Auch Uta Steybe, Beauftragte für Chancengleichheit und demografischen Wandel bei der Stadt Aalen, kann sich vorstellen, dass Frauen und Kinder in den kommenden Woche zum Opfer werden könnten. „Wenn in der häuslichen Isolation Alkohol eine Rolle spielt, ist häusliche Gewalt nicht mehr weit“, so die Beraterin. Bislang sei es aber im Zuge der Corona-Krise noch nicht zu vermehrter Gewalt gekommen. Diesen Eindruck bestätigt auch Rudolf Biehlmaier, Pressesprecher des Polizeipräsidiums Aalen. Einen Anstieg der Straftaten im Bereich der häuslichen Gewalt spüre man derzeit noch nicht. Allerdings sei der Betrachungszeitraum hier noch zu kurz.

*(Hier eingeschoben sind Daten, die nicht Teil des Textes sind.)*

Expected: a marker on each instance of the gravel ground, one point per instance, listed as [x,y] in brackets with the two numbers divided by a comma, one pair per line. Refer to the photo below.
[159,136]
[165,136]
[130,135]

Bei der Stadt Aalen hat man in den vergangenen Tagen viele neue Hilfsangebote initiiert. Eine davon ist eine Hotline, bei der Hilfe in unterschiedlichen zehn Sprachen, nämlich Türkisch, Russisch, Englisch, Französisch, Urdu, Tamil, Albanisch, Persisch, Arabisch und Kurdisch, angeboten wird.
Die Telefonberater sind zum Einen Mitarbeiter von Uta Steybe, zum Anderen Flüchtlinge, die von sich aus ihre Hilfe angeboten hatten. „Dadurch dass diese sich gemeldet und gefragt haben, wie sie helfen können, sind wir überhaupt auf die Idee gekommen, diese Hotline anzubieten“, so Steybe. Die Berater sitzen, räumlich getrennt, in den Räumen der Volkshochschule. Dabei ist sicher gestellt, dass immer ein sozialpädagogischer Mitarbeiter dabei ist, um im Problemfall entsprechend handeln zu können.
Die Anrufer bewegt zum Teil die Krankheit, aber auch die Folgen. So wollten viele wissen, wann man in Quarantäne muss oder wie das Testverfahren ablaufe, so Steybe. Eine Anruferin sei stark depressiv gewesen, mit ihr habe man direkt einen Arzttermin vereinbart. Menschen mit Fluchterfahrung seien zum Teil über die einschneidenden Änderungen, die die Corona-Krise im Alltag mit sich bringe, re-traumatisiert. „Der neuralgische Punkt war hier die Schließung des Rathauses“, so Steybe. Bis jetzt sei geplant, die Hotlines bis Ostern zu schalten und dann zu evaluieren.